عنوان مقاله [English]
The main goal of interpretation of potential fields (gravity and magnetic) data is determination of the buried source parameters including the depth, horizontal position, the structural index and the physical properties, which is magnetic susceptibility in the magnetic cases and density for gravity fields. For a large number of data it is so expensive modelling the data by using the inversion algorithms. So, in the last decades a variety of algorithms have been developed for source parameters estimate (Nabighian et al, 2005a, b). The depth is often the most important parameter to being determined. Early depth to source methods were mainly graphically. The automatic methods began to appear owing to computers and digital data available in 2D and 3D cases, most of them being field derivative based methods. Many of these approaches have restricted use because of limiting assumptions in their theory.
Since there is no method being the best, it is wise to use a variety of methods. In this paper, firstly, some of the widely used methods are described, such as Euler deconvolution (Thompson, 1982), analytic signal (Nabighian, 1972, 1974), source parameter imaging (SPI) (Thurston and Smith, 1997), Improved source parameters imaging (iSPI) (Smith et al, 1998), enhanced local wavenumber (ELW) (Salem et al, 2005) and ANEUL (Salem and Ravat, 2003).
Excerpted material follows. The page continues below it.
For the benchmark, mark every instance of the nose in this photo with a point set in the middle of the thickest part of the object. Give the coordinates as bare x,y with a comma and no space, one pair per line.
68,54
These are applied to a synthetic data produced by a fairly complex model simulating a magnetic basement, in order to estimate the position and structural index of its structures.
The SPI method requires second-order derivatives of the ﬁeld and uses the local wavenumber concept. The SPI is a fast and automatic method, assuming as source-model either a 2D sloping contact or a 2D dipping thin sheet model; it provides estimates of depth, dip, edge location and physical property contrast. iSPI uses the same concept as in SPI and is applied to 2D data. ELW is a combination of local wavenumber in Euler equation to determine source location and structural index. In this method a window is selected around the local-wave number peaks, and the source position is estimated by solving an over determined problem in each window. Once the source location is estimated, the structural index is obtained by using the main equations of the method. ANEUL is a fully automatic method, whose main equation is obtained by using analytic signal up to order 2 in Euler-homogeneity equation.
Since all the above mentioned methods make use of the field derivatives of different orders, high-quality datasets are needed, otherwise the final results may be affected by even severe errors.
Multiscale methods (Fedi and Pilkington, 2012), are a different class of interpretative methods, based on the behavior of the potential fields at different altitudes. They allow determination of depth, horizontal location and source-type. Taking advantage of a combined use of upward continuation and field differentiation, these methods are very stable and not sensitive to noise as the other methods are.
In this paper, among the several multiscale methods we use DEXP transformation (Fedi, 2007), automatic DEXP (Abbas et al, 2014) and Geometric method (Fedi et al, 2009, 2012). By DEXP transformation the field is calculated at some altitudes and it is scaled by using a power-law of the altitude. The depth can be obtained by ﬁnding the extreme points of the DEXP field. Automatic DEXP is based on computing the local wavenumber (of any order) at several latitudes and then scaling with a proper function to estimate the structural index and the source position. This new version of the DEXP transform is fully automatic and does not need any priori information. By the geometric approach, the maxima of the field at various scales are located along lines that are called ridges. Extrapolating the true ridges below the measurement surface, is enough to find the source position at the ridge intersection.
In spite of using noise-free data set in the synthetic case, it is shown that the classical methods do not provide results as accurate as those by multiscale methods. Comparison among more methods and evaluation of their consistency will be really important and practical, in real cases, to evaluate the final results and to make decision about individuating the best ones.
We conclude the paper by applying all the methods to a magnetic profile over a 2D structure, in order to estimate its parameters. None of these methods is restricted to the magnetic fields, and they can be also applied to gravity fields or its derivatives as well.